В шахматы я бы с тобой поиграл, да-а-а. Только нет в этом вагоне шахмат. Вот, а в карты я зарекся играть. В юности по глупости, да от нечего делать у батьки воровал мелочь, да с мужиками играть пытался в секу. Уже и сам чувствуешь, что не мое, да остановиться не мог. Затягивает азарт страшно. Ты потом уже просто сам не свой становишься, все понимаешь, все видишь, плохо тебе. Остановиться не можешь, как будто в яме какой-то со стенами гладкими, что зацепиться никак нельзя, пытаешься вылезти отчаянно, да только ногти ломаешь и падаешь каждый раз. И с каждым разом только хуже, с каждой твоей попыткой вылезти, яма глубже становится. Дьявольское изобретение, карты эти. 


Я чуть и сам не залетел как-то по-крупному... По молодости таким дураком был. Понимаешь, сынок, думал я раньше, что есть у меня какая-то такая-то удача. Или что я могу её притягивать. Или что-то такое. Играл в карты, в кости. Бывало, и проигрывался в пух, бывало, и наоборот. Но память человеческая она такая штука, помнит то, что хочет помнить и, наверное таким образом, помнил я больше как невероятно проходился по самому краю лезвия и выигрывал все. Это чувство пленит, как наркотик. Женщины тебя любят, и такое ощущение, что тебя сам бог благословил и ты все вообще на свете можешь.

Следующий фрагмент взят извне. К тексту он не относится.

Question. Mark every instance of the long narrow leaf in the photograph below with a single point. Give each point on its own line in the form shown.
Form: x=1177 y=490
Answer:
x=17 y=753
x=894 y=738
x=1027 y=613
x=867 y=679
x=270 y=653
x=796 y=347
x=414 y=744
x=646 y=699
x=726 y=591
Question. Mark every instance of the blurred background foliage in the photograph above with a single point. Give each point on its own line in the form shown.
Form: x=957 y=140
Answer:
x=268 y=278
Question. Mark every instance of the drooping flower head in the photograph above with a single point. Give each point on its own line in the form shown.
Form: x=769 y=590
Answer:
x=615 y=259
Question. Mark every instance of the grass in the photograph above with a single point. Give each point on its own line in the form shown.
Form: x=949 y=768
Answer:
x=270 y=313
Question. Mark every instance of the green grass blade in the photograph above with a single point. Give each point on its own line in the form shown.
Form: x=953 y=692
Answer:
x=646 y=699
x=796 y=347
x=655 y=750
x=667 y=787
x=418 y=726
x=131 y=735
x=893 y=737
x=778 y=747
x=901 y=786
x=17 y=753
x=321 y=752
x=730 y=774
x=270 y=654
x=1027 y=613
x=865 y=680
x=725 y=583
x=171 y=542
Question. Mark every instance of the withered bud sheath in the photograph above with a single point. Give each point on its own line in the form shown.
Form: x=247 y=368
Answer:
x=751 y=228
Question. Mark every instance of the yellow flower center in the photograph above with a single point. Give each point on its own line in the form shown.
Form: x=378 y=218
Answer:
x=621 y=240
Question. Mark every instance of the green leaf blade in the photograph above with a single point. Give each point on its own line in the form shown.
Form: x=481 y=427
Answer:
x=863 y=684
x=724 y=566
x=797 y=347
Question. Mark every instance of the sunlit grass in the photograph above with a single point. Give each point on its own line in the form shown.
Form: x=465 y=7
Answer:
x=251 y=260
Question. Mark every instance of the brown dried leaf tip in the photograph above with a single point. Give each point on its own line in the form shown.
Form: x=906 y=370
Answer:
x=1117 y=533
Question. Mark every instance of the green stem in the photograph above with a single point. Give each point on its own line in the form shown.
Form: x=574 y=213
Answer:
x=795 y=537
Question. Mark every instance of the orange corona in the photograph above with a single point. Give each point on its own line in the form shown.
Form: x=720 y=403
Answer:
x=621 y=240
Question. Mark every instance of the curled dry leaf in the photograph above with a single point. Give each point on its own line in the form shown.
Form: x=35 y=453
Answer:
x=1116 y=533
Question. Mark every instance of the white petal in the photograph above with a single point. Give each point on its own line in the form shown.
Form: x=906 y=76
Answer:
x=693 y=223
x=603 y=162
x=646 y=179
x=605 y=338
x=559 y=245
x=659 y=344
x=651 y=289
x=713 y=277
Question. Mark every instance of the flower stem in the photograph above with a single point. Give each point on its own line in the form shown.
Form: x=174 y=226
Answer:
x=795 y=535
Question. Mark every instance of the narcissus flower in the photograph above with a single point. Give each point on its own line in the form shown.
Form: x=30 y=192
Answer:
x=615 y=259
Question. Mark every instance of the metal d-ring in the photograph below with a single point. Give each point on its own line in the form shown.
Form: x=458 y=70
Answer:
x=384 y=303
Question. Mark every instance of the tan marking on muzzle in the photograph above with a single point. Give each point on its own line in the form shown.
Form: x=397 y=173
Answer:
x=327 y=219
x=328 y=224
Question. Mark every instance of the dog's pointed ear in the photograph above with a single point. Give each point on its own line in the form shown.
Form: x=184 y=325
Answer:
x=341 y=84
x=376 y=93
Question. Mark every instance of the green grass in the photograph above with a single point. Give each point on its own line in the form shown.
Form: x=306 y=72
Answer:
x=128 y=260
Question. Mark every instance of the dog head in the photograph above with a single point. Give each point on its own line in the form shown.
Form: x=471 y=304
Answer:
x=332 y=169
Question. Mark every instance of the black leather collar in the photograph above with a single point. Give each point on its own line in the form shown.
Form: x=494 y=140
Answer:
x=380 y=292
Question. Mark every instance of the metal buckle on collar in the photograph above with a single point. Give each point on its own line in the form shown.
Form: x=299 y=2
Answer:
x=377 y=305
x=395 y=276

А когда неудачи у меня случались, я нет, чтобы вразумиться, начал искать способы энту удачу оседлать. Ну знаешь, как это бывает, начал замечать всякие приметы, вроде как, если черная кошка дорогу хотела перебежать, а ты успел вперед нее пройти, то значит можно рисковать сегодня. Все игроки болеют этим. Будь ты хоть катала картежный на вокзале, хоть брокер ловкий в костюме.

 Потом и амулет у меня свой появился. Выиграл я как-то кольцо странное, с камнем полудрагоценным. Уже не помню, как он там звался, но стоил недорого, зато цвет менял постоянно. То как будто слегка синий, то красноватый. И стал я как бы подмечать, что подсказывает мне это кольцо. Когда красный камень, значит удача на моей стороне, а когда не красный, значит надо дёру давать. Веришь нет, но был я тогда на коне. Стал выигрывать еще больше прежнего. И к кольцу тому привязался, да я бы за него тогда даже убил не раздумывая, представляешь.

И вот тогда я встретил её. О-о-о, что это была за чертовка! Волосы светлые-светлые, как у альбиноса, стрижка каре, большие серые глаза, которые смотрят на тебя таким детским невинным взглядом, маленький носик и ухмылка. Это миленькая девочка, казалось одновременно и маленьким ребенком, и какой-то таинственной, даже пугающей, своей красотой. Да одно слово – ведьма! Ездил я в те времена, в вагоне СВ, эх... еще два дня было до самой Москвы и тут заходит она, садится напротив и говорит: «Привет, меня зовут Лето, надеюсь, пока мы едем, вы не будете пытаться меня совратить?»

Ну ты представь! И глазками хлопает. В общем, как ты понимаешь, башка у меня сразу же варить стала намного хуже, потому что кровь вся перетекла в нижнюю часть. Мы болтали о всякой чепухе, и с каждой секундой я хотел её все больше. Знаешь, если хорошо подумать, видал я баб и более смазливых, чем она, тут было что-то другое. Это сочетание какой-то детской игривости и грязной порочности просто кружило голову. Она играла со мной, как с
 котенком, её жесты, намекали на что-то волнующее и грязное, её голос с придыханием, ласкал и туманил рассудок, её тело было полностью закрыто одеждой, но это только больше возбуждало воображение. И она этим с удовольствием пользовалась.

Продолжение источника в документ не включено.